She nodded. "Yes, she could have saved me, but I let her go."

"God!" he exclaimed almost angrily. "I ought to be jealous of her; I am jealous of her, I suppose! But why, oh, why, if you cared for her so much, didn't you break away and go with her to London? Why did you let even that go by you? I could bear anything better than to see you as you are."

She was silent. Presently she said: "There was Mother, Richard. I loved her too, and she needed me; she didn't seem able to do without me."

His face went white with passion; he shook his clenched fists in the air. "How long is it to go on," he cried, "this preying of the weak on the strong, the old on the young; this hideous, unnatural injustice that one sees all around one, this incredibly wicked thing that tradition sanctifies? You were so splendid. How fine you were! You had everything in you that was needed to put life within your grasp, and you had a right to life, to a life of your own; everyone has. You might have been a brilliant woman, a woman that counted for a great deal, and yet what are you now? I can't bear to think of it!

"If you are a mass of ills, as you say, if your splendid brain is atrophied, and you feel empty and unfulfilled, whose fault is that? Not yours, who had too much heart to save yourself. I tell you, Joan, the sin of it lies at the door of that old woman up there in Lynton; that mild, always ailing, cruelly gentle creature who's taken everything and given nothing and battened on you year by year. She's like an octopus who's drained you dry. You struggled to get free, you nearly succeeded, but as quickly as you cut through one tentacle, another shot out and fixed on to you.

"Good God! How clearly one sees it all! In your family it was your father who began it, by preying first on her, and in a kind of horrid retaliation she turned and preyed on you. Milly escaped, but only for a time; she came home in the end; then she preyed in her turn. She gripped you through her physical weakness, and then there were two of them! Two of them? Why, the whole world's full of them! Not a Seabourne anywhere but has its army of octopi; they thrive and grow fat in such places. Look at Ralph Rodney: I believe he was brilliant at college, but Uncle John devoured him, and you know what Ralph was when he died. Look at Elizabeth: do you think she's really happy? Well, I'm going to tell you now what I kept from you the other day. Elizabeth got free, but not quite soon enough; she's never been able to make up for the blood she lost in all those years at Seabourne. She's just had enough vitality left to patch her life together somehow, and make my brother think that all is very well with her. But she couldn't deceive me, and she knew it; I saw the ache in her for the thing she might have been. Elizabeth's grasped the spar; that's what she's done, and she's just, only just managed to save herself from going under. She's rich and popular and ageing with dignity, but she's not, and never can be now, the woman she once dreamt of. She's killed her dream by being busy and hard and quite unlike her real self, by taking an interest in all the things that the soul of her laughs at. And that's what life with Ralph in Seabourne has done for her. That, and you, Joan. I suppose I ought to hate Elizabeth, but I can't help knowing that when she broke away there was one tentacle more tenacious than all the rest; it clung to her until she cut it through, and that was you, who were trying unconsciously to make her a victim of your own circumstances.

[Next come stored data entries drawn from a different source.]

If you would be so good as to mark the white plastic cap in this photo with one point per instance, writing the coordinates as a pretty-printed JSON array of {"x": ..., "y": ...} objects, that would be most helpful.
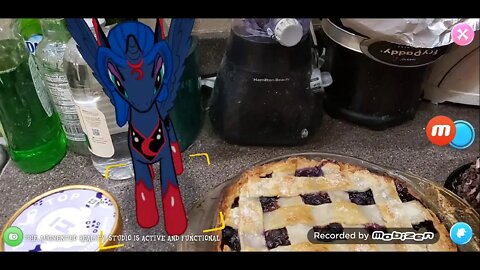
[
  {"x": 90, "y": 23},
  {"x": 288, "y": 32}
]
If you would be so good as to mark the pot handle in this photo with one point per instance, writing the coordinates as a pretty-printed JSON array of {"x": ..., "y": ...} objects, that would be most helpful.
[{"x": 318, "y": 79}]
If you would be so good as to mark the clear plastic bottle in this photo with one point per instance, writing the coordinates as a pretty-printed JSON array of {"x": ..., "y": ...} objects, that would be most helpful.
[
  {"x": 108, "y": 142},
  {"x": 49, "y": 56}
]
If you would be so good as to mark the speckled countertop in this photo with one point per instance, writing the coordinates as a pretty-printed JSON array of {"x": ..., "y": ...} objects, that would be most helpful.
[{"x": 404, "y": 147}]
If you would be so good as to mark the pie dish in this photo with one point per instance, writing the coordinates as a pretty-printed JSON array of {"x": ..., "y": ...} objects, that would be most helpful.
[{"x": 272, "y": 207}]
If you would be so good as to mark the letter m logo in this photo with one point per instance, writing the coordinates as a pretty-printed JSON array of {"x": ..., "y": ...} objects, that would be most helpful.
[{"x": 441, "y": 130}]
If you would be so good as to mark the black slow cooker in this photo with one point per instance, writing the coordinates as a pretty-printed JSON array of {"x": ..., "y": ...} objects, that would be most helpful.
[{"x": 376, "y": 84}]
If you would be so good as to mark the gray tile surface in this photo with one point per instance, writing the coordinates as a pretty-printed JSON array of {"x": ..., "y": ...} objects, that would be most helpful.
[{"x": 404, "y": 147}]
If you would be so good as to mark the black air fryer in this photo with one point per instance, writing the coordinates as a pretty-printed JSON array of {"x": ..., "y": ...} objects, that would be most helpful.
[{"x": 262, "y": 93}]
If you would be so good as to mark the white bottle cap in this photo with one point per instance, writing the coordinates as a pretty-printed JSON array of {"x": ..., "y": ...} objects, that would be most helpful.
[
  {"x": 89, "y": 22},
  {"x": 288, "y": 32}
]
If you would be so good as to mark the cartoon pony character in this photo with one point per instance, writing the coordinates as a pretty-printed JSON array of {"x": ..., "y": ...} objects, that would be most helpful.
[{"x": 140, "y": 71}]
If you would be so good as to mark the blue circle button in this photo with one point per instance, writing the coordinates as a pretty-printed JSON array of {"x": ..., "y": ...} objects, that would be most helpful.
[
  {"x": 461, "y": 233},
  {"x": 464, "y": 136}
]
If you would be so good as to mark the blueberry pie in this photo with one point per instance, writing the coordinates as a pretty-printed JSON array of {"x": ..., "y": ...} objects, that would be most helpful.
[{"x": 274, "y": 207}]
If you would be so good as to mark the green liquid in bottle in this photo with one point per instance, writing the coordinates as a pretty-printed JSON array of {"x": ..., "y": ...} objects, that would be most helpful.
[{"x": 36, "y": 142}]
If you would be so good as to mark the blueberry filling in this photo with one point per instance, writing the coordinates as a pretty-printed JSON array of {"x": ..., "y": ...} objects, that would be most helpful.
[
  {"x": 427, "y": 225},
  {"x": 277, "y": 237},
  {"x": 373, "y": 227},
  {"x": 315, "y": 198},
  {"x": 361, "y": 198},
  {"x": 269, "y": 203},
  {"x": 230, "y": 238},
  {"x": 403, "y": 193},
  {"x": 309, "y": 172},
  {"x": 235, "y": 202},
  {"x": 332, "y": 228},
  {"x": 268, "y": 175}
]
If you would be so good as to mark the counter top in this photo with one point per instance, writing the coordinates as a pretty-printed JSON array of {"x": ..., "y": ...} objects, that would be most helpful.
[{"x": 404, "y": 147}]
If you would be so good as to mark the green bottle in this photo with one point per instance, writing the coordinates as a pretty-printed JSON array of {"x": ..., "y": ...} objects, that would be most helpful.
[{"x": 32, "y": 129}]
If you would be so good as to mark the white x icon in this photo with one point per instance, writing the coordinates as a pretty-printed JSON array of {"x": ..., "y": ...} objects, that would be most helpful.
[{"x": 462, "y": 34}]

"Joan, the thing is infectious, I tell you; it's a pestilence that infects people one after another. Even you, who were the most generous creature that I've ever known; the disease nearly got you unawares. If Elizabeth hadn't gone away when she did, if she had stayed in Seabourne for your sake, then you would have been one of them. Thank God she went! It's horrible to know that they've victimized the thing I love, but I'd rather you were the victim than that you should have grown to be like the rest of them, a thing that preys on the finest instincts of others, and sucks the very soul out of them." His voice broke suddenly, and he let his arms drop to his sides. "And I know now that I've been loving you for all these years," he said. "I've just been loving and loving you."

She stood speechless before his anger and misery, unable to defend herself or her mother, conscious that he had spoken the bitter and brutal truth.

At last she said: "Don't be too hard on Mother, Richard; she's a very old woman now."

"I know," he answered dully. "I know she's very old; perhaps I've been too violent. If I have you must forgive me."